**Importing Modules**

In [12]:
from tensorflow.keras.preprocessing.text import Tokenizer #type:ignore
from tensorflow.keras.preprocessing.sequence import pad_sequences #type: ignore 
from tensorflow.keras.callbacks import EarlyStopping, ModelCheckpoint, ReduceLROnPlateau #type: ignore
from tensorflow.keras.utils import Sequence #type: ignore
import tensorflow.keras.utils as ku 
import pandas as pd 
import numpy as np
import string
import pickle
import gc  

**Loading the Training data**

In [13]:
train_data = pd.read_csv("/kaggle/input/tinystories-narrative-classification/train.csv")

DATASET_SIZE = 4000  
train_text = [t for t in train_data["text"][:DATASET_SIZE]]

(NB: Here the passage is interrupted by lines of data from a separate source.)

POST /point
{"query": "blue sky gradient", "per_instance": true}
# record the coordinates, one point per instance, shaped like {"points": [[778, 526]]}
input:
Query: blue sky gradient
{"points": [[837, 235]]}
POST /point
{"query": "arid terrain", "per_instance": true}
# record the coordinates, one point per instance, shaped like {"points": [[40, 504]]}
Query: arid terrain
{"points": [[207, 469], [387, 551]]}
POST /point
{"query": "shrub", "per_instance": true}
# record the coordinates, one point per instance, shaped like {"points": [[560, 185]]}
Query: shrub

# Deleting the unnecessary stuff to free up ram
del train_data
gc.collect()

5937

**Creating preprocessing function**


In [14]:
def clean_data(text):
    text = str(text).lower()
    text = ''.join([i for i in text if i not in string.punctuation]) 
    text = text.encode('utf8').decode('ascii','ignore')
    return text 

**Applying preprocessing**

In [15]:
train_text = [clean_data(text) for text in train_text]
print(f"Number of texts: {len(train_text)}")

Number of texts: 4000


**Setup tokenizer and parameters**

In [16]:
MAX_VOCAB_SIZE = 8000
MAX_SEQUENCE_LENGTH = 60  

tokenizer = Tokenizer(num_words=MAX_VOCAB_SIZE, oov_token="<OOV>")
tokenizer.fit_on_texts(train_text)

total_words = min(len(tokenizer.word_index) + 1, MAX_VOCAB_SIZE)
print(f"Vocabulary size: {total_words}")

sequence_lengths = []
for text in train_text[:500]:  
    token_list = tokenizer.texts_to_sequences([text])[0]
    sequence_lengths.append(len(token_list))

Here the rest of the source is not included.